Looking around for a python max external I found the following:

• Thomas Grill's py/pyext – Python scripting objects for Pure Data and Max is the most mature Max/Python implementation and when I was starting this project, it seemed very promising but then I read that the 'available Max port is not actively maintained.' I also noted that it was written in C++ and that it needed an additional c++ flext layer to compile.
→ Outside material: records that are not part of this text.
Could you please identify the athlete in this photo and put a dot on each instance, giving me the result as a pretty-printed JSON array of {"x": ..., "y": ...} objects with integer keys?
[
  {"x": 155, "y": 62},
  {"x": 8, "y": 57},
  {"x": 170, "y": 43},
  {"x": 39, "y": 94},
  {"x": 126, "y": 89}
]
I was further dissuaded from diving in as it supported, at the time, only python 2 which seemed difficult to swallow considering Python2 is basically not developed anymore. Ironically, this project has become more active recently, and I finally was persuaded to go back and try to compile it and finally got it running. I found it to be extremely technically impressive work, but it had probably suffered from the burden of having to maintain several moving dependencies (puredata, max, python, flext, c++). The complexity probably put off some possible contributors which would have made the maintenance of the project easier for Thomas. In any case, it's an awesome project and it would be great if this project could somehow help py/ext in some way or the other.

• max-py -- Embedding Python 2 / 3 in MaxMSP with pybind11. This looks like a reasonable effort, but only 9 commits and no further commits for 2 years as of this writing.

• nt.python_for_max -- Basic implementation of python in max using a fork of Graham Wakefield's old c++ interface. Hasn't really been touched in 3 years.

• net.loadbang.jython -- A jython implementation for Max which uses the MXJ java interface. It's looks like a solid effort using Jython 2.7 but the last commit was in 2015.

Around the time of the beginning of my first covid-19 lockdown, I stumbled upon Iain Duncan's Scheme for Max project, and I was quite inspired by his efforts and approach to embed a scheme implementation into a Max external.

So it was decided, during a period with less distractions than usual, to try to make a minimal python3 external, learn the max sdk, the python c-api, and also how to write more than a few lines of c that didn't crash.

It's been an education and I have come to understand precisely a quote I remember somewhere about the c language: that it's "like a scalpel". I now understand this to mean that in skilled hands it can do wonders, otherwise you almost always end up killing the patient.

Thanks to Luigi Castelli for his help with Max/MSP questions, to Stefan Behnel for his help with Cython questions, and to Iain Duncan for providing the initial inspiration and for saving me time with some great implementation ideas.

Thanks to Greg Neagle for zeroing in on the relocatability problem and sharing his elegant solution for Python frameworks via his relocatable-python project on Github.